Posted: 2013-09-06T15:57:57-07:00
by femski
Folks !

When I use this simplest command to convert from PNG to JPEG I get a large black area in JPEG file.
convert 10.png 10.jpg

These images are available here:

http://www.metarmap.com/outgoing/10.png
http://www.metarmap.com/outgoing/10.jpg

PNG image is a tile generated using gdal2tile command with nodata value = 51, 51 51.
Tile rendering software handles PNG tiles fine but has large black area when using JPEG tiles.
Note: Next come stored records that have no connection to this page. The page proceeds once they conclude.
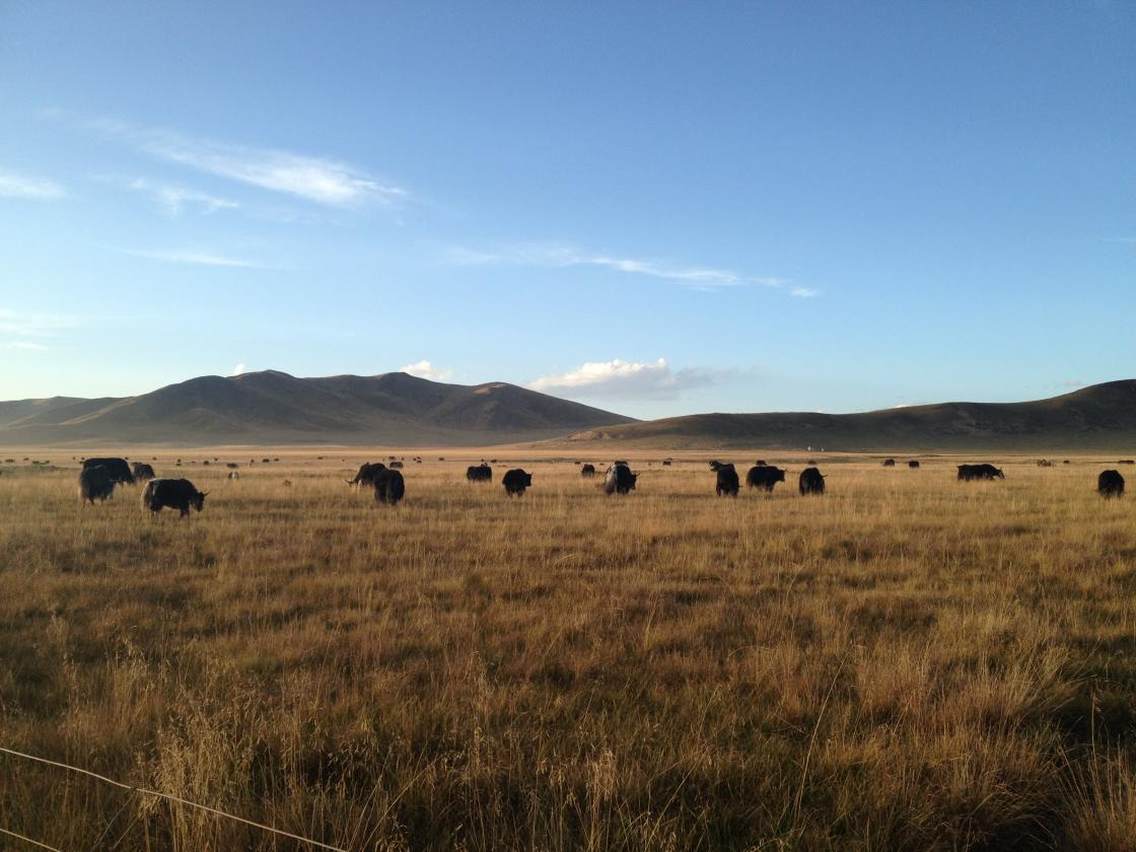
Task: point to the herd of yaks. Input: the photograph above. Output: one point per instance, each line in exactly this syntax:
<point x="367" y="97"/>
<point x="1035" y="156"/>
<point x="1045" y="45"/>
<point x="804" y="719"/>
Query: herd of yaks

Whats the correct command to convert above PNG to JPG so the white/transparent area in PNG file is cutout from image ie JPEG file has no black area at all ?

thanks,

-Sanjay

Re: Converting PNG to JPEG - black background

Posted: 2013-09-06T16:07:27-07:00
by fmw42
JPEG does not support transparency. If your PNG images have any transparency, they will be removed and usually leaving black behind. You can change the color to anything you want.

convert image.png -background somecolor -flatten image.jpg

Re: Converting PNG to JPEG - black background

Posted: 2013-09-06T16:12:20-07:00
by glennrp
Add a 1-pixel black frame to the JPG, then -trim to get rid of the black frame and black area.

Code: Select all

convert 10.jpg -bordercolor black -border 1x1 -trim 10-trimmed.jpg

Re: Converting PNG to JPEG - black background

Posted: 2013-09-30T22:22:20-07:00
by anthony
You should use -alpha remove rather than mis-use -flatten.

It has the same effect, but the alpha on is faster and more memory efficient. It also works with "mogrify", where -flatten will not.

Re: Converting PNG to JPEG - black background

Posted: 2013-09-30T22:24:41-07:00
by anthony
glennrp wrote:Add a 1-pixel black frame to the JPG, then -trim to get rid of the black frame and black area.

Code: Select all

convert 10.jpg -bordercolor black -border 1x1 -trim 10-trimmed.jpg
Why one pixel... you can add a zero pixel border ;-)

Code: Select all

convert 10.png -bordercolor black -border 0  10.jpg
This avoid trim which may over trim the image rather than retain the images original size. Also if you use trim you should use +repage after it, though with JPG it isn't necessary it is still a good idea to do it explicitly.

However as mentioned the best way is...

Code: Select all

convert 10.png -background black -alpha remove  10.jpg
It does not generate a second background image and composes the two images. It just composes the background color directly with each pixel.